GitHub API returns 404 error when fetching issues from private repository

I’m having trouble retrieving bug reports from my private GitHub repository through the REST API. Even though I generated a personal access token and gave it full repository access permissions, I keep getting a 404 Not Found response.

Here’s the curl command I’m using to get the issues:

wget --header="Authorization: Bearer {my-token}" https://api.github.com/repos/{username}/{repository-name}/issues

The API keeps returning this error message:

{
  "message": "Not Found",
  "documentation_url": "https://docs.github.com/rest/reference/issues#list-repository-issues"
}

I double checked that the repository name and my username are correct. The token has repo scope enabled. What could be causing this authentication issue? Has anyone else run into similar problems when trying to access private repo data via GitHub’s API?

same issue here! also check if the repo is under your personal account, not an org. refreshing your token could help too. by the way, curl might be better than wget for this kind of stuff, sometimes wget messes up the headers.

404s usually mean scope mismatch or GitHub’s API isn’t recognizing your token. I’ve hit this wall tons of times with automated workflows.

Skip the curl headache and automate the whole thing. Set up a workflow that connects to GitHub’s API, handles auth automatically, and pulls issue data without manual token juggling.

I do this for monitoring bugs across multiple private repos. The automation deals with token refresh, header formatting, and processes responses. Run it on schedule or whenever you need fresh data.

Way more reliable than manual API calls and you won’t debug auth issues every time GitHub tweaks something. Easy to extend for filtering specific issues or syncing data elsewhere.

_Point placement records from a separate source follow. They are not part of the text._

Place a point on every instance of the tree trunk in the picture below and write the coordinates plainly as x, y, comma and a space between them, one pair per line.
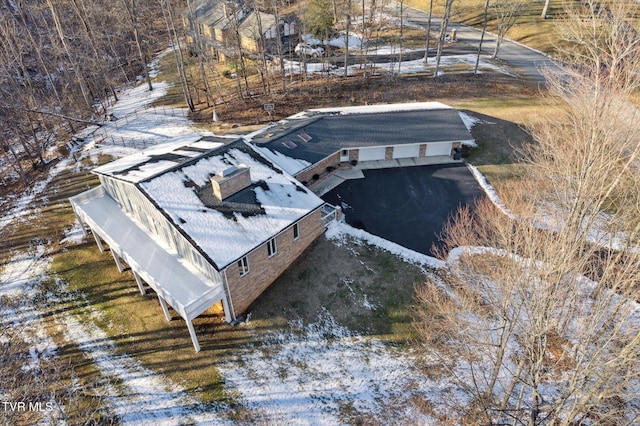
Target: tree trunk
484, 29
545, 9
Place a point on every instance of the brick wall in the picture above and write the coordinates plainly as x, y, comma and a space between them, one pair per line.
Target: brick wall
307, 175
263, 270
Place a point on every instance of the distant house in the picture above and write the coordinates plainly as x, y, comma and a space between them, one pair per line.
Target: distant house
201, 222
309, 143
223, 26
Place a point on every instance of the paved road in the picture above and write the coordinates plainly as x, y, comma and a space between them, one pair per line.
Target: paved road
527, 61
409, 205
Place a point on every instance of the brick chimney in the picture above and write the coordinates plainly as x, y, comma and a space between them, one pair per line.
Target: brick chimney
230, 181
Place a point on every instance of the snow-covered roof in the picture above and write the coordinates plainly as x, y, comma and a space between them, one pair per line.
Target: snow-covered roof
160, 158
227, 230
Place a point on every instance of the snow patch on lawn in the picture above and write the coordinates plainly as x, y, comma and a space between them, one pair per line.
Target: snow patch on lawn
490, 191
19, 210
143, 396
308, 373
337, 231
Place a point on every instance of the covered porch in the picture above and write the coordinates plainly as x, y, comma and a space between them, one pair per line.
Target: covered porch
176, 283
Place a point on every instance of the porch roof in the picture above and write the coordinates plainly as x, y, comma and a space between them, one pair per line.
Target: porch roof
187, 290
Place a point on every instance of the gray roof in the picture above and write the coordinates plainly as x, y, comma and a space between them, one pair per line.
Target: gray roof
332, 132
249, 27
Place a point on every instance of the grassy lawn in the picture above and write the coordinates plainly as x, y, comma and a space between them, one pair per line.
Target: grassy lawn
366, 289
529, 29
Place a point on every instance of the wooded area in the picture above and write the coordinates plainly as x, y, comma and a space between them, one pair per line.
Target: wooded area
61, 63
539, 305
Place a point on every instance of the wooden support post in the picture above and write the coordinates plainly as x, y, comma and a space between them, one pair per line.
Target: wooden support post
84, 229
98, 242
139, 282
117, 259
227, 311
167, 315
194, 338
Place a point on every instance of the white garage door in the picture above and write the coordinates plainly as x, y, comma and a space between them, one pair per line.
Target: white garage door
371, 154
406, 151
438, 149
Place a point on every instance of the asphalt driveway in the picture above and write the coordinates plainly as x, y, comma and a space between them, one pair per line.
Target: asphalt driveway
408, 206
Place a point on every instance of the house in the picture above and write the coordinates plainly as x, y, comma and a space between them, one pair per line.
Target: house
309, 144
201, 220
223, 27
205, 220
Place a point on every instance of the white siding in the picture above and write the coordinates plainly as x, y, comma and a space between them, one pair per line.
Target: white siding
371, 154
406, 151
434, 149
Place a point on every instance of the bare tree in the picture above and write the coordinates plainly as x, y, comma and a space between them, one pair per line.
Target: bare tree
540, 307
545, 9
507, 13
601, 41
484, 30
443, 33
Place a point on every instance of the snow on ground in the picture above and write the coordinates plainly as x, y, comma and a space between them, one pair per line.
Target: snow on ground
337, 232
314, 370
19, 210
141, 395
490, 191
470, 60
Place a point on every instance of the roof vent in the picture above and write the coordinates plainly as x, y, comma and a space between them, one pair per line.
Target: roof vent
230, 181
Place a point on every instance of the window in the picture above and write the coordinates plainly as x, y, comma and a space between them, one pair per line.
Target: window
243, 266
272, 249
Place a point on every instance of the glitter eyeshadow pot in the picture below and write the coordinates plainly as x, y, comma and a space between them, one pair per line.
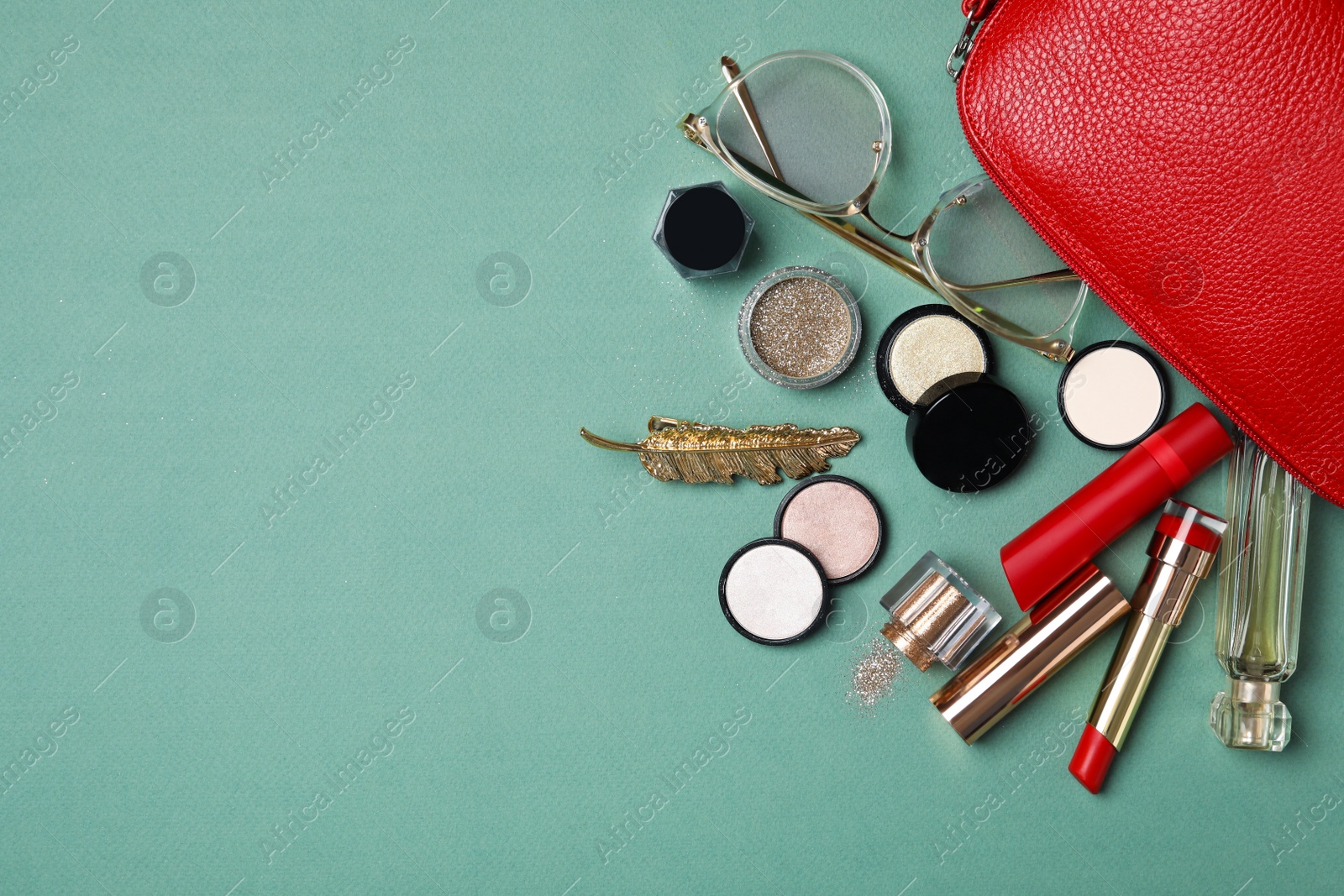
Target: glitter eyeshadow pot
703, 230
925, 345
837, 520
936, 614
800, 327
1113, 396
773, 591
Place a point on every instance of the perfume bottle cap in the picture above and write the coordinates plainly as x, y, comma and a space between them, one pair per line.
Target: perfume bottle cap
1249, 715
936, 614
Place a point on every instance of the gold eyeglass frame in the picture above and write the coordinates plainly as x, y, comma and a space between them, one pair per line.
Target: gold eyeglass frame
696, 128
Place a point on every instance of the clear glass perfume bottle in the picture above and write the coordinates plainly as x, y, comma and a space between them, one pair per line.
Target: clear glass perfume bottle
1260, 597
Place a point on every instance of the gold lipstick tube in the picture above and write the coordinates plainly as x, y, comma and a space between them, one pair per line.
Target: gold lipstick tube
1032, 651
1180, 555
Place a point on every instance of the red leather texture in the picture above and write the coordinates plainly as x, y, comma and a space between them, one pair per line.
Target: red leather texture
1187, 159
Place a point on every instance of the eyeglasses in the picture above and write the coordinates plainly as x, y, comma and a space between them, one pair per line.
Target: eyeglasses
813, 132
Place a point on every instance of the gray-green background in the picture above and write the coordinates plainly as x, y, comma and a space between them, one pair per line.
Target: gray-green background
291, 641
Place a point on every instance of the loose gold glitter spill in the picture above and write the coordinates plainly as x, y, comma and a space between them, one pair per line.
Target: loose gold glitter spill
800, 328
875, 672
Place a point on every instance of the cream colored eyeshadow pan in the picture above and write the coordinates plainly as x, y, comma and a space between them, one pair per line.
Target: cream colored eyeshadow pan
933, 348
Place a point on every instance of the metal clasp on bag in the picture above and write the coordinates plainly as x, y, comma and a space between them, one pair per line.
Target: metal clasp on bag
976, 13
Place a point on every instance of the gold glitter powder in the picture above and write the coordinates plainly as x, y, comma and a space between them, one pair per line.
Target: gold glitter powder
800, 328
931, 349
875, 671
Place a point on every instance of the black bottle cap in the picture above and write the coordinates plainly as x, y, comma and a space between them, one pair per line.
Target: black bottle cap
969, 432
703, 230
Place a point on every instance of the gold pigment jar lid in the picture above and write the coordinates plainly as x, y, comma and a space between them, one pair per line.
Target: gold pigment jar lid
1038, 647
936, 614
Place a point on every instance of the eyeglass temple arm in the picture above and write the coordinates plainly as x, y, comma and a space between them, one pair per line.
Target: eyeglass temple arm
1061, 275
846, 230
730, 71
840, 228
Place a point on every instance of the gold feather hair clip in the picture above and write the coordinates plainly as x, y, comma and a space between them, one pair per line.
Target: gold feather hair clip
706, 453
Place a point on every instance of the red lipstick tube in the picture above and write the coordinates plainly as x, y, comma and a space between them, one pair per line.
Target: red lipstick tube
1095, 515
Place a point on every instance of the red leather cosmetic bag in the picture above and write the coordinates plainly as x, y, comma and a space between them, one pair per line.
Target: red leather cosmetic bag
1187, 159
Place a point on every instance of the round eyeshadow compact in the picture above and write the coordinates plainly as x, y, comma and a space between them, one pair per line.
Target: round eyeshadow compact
927, 345
773, 591
800, 327
969, 432
837, 520
1113, 396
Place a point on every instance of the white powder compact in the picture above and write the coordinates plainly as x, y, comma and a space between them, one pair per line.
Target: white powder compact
1113, 396
773, 591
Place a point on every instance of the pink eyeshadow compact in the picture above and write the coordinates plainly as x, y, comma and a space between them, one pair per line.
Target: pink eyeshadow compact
837, 520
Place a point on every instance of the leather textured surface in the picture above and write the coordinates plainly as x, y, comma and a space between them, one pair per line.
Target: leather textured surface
1187, 160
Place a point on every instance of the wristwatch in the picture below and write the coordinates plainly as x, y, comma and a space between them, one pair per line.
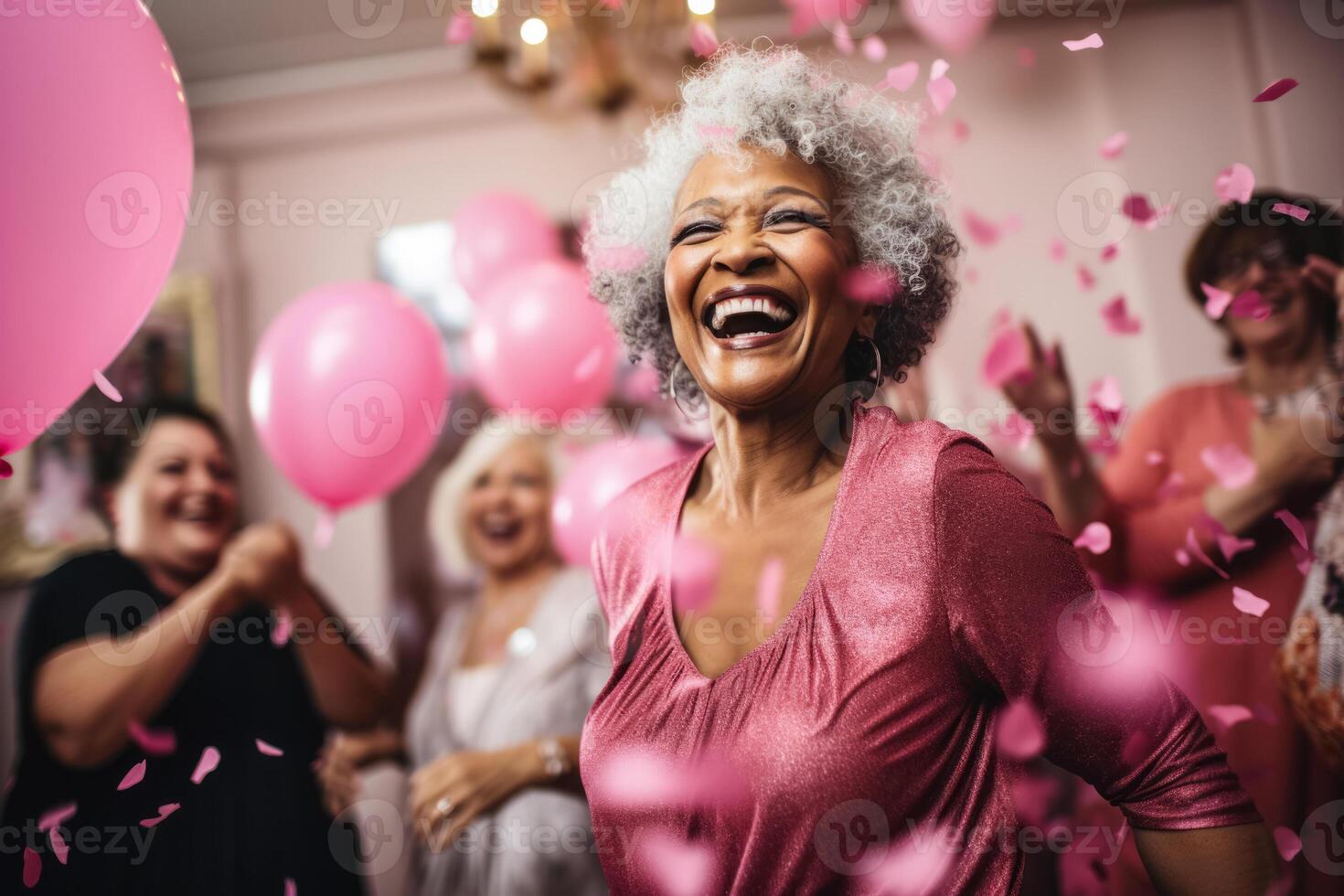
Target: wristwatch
555, 759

Check out https://latenode.com for proper setup.

Had this exact problem last month with private repos. Your token isn’t being passed right in the header. Use token instead of Bearer in your authorization header. Should be Authorization: token {your-token} not Authorization: Bearer {your-token}. GitHub’s docs say both work, but I’ve found older tokens sometimes break with the Bearer format. Also check if your token expired - they auto-expire now unless you set them to never expire when creating them.